NFA Board Approves Prohibition of Credit Cards to Fund Retail Forex Accounts
The National Futures Association ("NFA") announced that its Board approved and submitted to the CFTC for review a ban on the use of credit cards to fund retail forex and futures accounts.
The prohibition, which is reflected in the proposed adoption of an Interpretive Notice to NFA Compliance Rules 2-4 and 2-36 ("Prohibition on the Use of Certain Electronic Funding Mechanisms"), is a result of a study by the NFA of forex dealer members' business practices. In the study, the NFA examined over 15,000 retail forex accounts and found that a number of these accounts were funded by small retail customers using a credit card or borrowed funds, and that a majority of these accounts were unprofitable.

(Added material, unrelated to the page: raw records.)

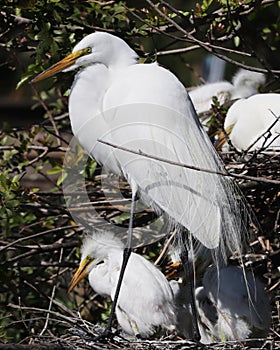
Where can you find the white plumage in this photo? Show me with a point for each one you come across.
(232, 305)
(144, 107)
(145, 302)
(245, 83)
(255, 122)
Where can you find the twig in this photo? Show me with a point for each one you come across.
(52, 296)
(165, 248)
(39, 234)
(183, 165)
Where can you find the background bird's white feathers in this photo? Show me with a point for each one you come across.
(244, 83)
(99, 244)
(251, 118)
(144, 107)
(240, 301)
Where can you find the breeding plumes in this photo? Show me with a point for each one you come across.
(244, 84)
(145, 108)
(232, 305)
(254, 123)
(145, 302)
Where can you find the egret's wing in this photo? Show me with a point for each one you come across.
(156, 117)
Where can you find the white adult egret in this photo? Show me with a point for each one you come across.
(145, 108)
(145, 302)
(254, 122)
(232, 305)
(244, 83)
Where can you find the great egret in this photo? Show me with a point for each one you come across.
(245, 83)
(254, 122)
(145, 108)
(145, 301)
(232, 305)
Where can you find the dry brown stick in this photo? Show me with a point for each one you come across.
(39, 234)
(183, 165)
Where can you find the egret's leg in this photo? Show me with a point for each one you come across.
(190, 289)
(126, 254)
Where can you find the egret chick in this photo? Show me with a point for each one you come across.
(145, 302)
(244, 83)
(232, 305)
(254, 122)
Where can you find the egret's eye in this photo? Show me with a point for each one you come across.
(89, 258)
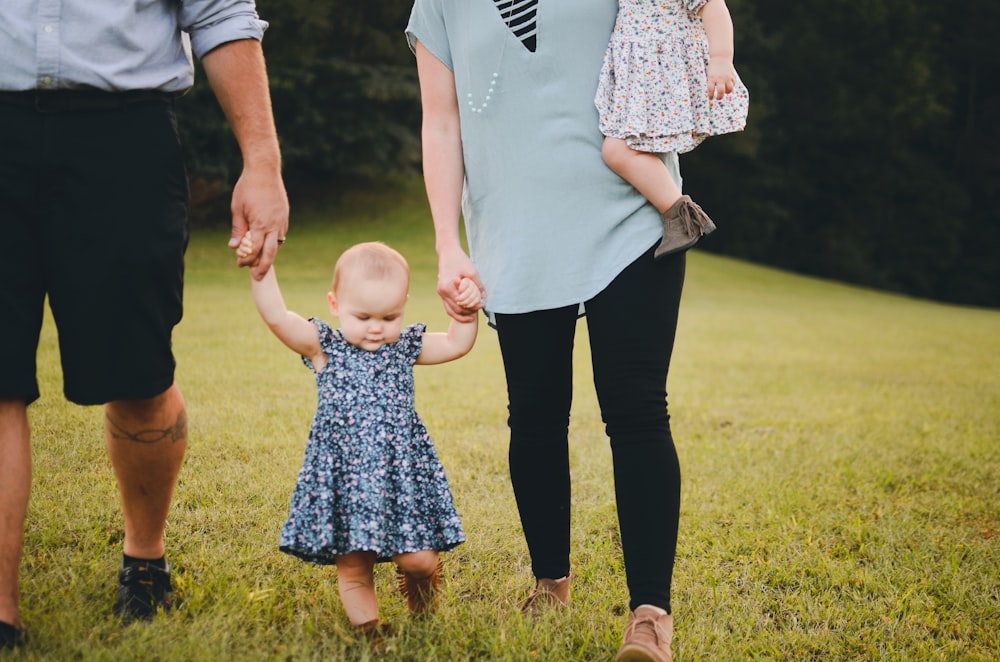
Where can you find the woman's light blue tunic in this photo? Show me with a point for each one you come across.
(548, 223)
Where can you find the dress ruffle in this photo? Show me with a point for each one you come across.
(653, 88)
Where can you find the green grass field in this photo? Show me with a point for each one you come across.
(840, 450)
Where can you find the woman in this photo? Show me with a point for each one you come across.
(511, 141)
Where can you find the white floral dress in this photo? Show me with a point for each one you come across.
(653, 88)
(371, 479)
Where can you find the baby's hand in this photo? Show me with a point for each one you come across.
(721, 77)
(469, 295)
(246, 246)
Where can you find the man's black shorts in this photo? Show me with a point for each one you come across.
(93, 214)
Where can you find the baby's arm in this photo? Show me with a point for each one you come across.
(461, 336)
(298, 333)
(719, 28)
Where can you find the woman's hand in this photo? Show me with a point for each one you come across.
(459, 286)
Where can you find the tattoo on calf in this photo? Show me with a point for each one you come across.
(174, 433)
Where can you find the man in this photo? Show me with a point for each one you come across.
(94, 215)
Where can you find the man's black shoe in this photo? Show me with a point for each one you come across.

The proposed Interpretive Notice therefore prohibits members from allowing customers to fund futures or forex accounts with a credit card or other electronic methods tied to a credit card. According to the NFA, this prohibition is consistent with the NFA's position that it is a violation of Compliance Rule 2-4 ("Just and Equitable Principles of Trade") and Rule 2-36 ("Requirements for Forex Transactions") to encourage customers to borrow money to invest, since credit "readily allows individuals to borrow funds to purchase goods and services" and "without adequate mechanisms in place to ensure that customers are not borrowing funds to invest in the highly volatile futures and forex markets, Members should not be permitted to allow their customers to invest via electronic funding mechanisms." The proposed Interpretive Notice does not, however, ban forms of electronic funding mechanisms that are tied to a customer's bank account at a financial institution, such as a debit card or PayPal account.
See: Proposed Adoption of Interpretive Notice to Compliance Rules 2-4 and 2-36; NFA Press Release.